Helper: sqL2norm equals dotProduct #
Helper: Cauchy–Schwarz for finite sums on a subset #
(∑ j ∈ S, |f j|)² ≤ |S| · ∑ j ∈ S, f j²
Equation (2.18): the core algebraic inequality from Lasso optimality. #
From the Lasso optimality condition at θ = θ*, expanding Y = Xθ* + ε: (1/n)|Xv|² ≤ (2/n)⟨ε, Xv⟩ + 2τ(|θ*|₁ − |θ̂|₁) Triangle inequality on supports gives |θ*|₁ − |θ̂|₁ ≤ |v_S|₁ − |v_{Sᶜ}|₁. Hölder + noise condition: (2/n)|⟨ε, Xv⟩| ≤ 2τ|v|₁. Combining: (1/n)|Xv|² ≤ 4τ|v_S|₁.
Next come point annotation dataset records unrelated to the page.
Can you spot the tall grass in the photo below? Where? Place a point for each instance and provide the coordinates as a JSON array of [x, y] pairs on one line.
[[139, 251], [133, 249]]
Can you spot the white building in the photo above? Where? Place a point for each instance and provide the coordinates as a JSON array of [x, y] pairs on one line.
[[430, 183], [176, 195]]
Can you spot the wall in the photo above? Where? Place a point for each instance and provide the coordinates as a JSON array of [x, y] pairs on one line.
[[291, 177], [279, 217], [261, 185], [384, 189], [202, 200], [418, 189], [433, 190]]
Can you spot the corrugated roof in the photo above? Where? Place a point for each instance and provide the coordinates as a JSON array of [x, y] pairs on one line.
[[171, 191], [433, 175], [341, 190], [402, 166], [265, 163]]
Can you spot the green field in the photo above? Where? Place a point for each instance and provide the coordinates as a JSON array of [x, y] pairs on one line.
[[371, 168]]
Now uses IsLassoEstimatorL2 so the sqL2norm expansion
sqL2norm(a - b) = sqL2norm a - 2⟨a,b⟩ + sqL2norm b
is valid (it fails for the sup norm).
Cone condition from Lasso optimality. #
The cone condition |v_{Sᶜ}|₁ ≤ 3|v_S|₁ is needed for Lemma 2.17. In the book's proof, it follows from the basic inequality combined with the non-negativity of (1/n)|Xv|². With the penalty 2τ and noise bound |(Xᵀε)_j/n| ≤ τ, the derivation requires care about the sign of the cross term.
Helper: A² ≤ c·A with A ≥ 0 implies A ≤ c #
Theorem 2.18 (Lasso fast rate — MSE form).
Under INC(k), |θ*|₀ ≤ k, and linear model Y = Xθ* + ε, the Lasso estimator satisfies (1/n)|X(θ̂ − θ*)|₂² ≤ 576·k·τ² provided |Xᵀε|_∞ ≤ nτ (deterministic condition).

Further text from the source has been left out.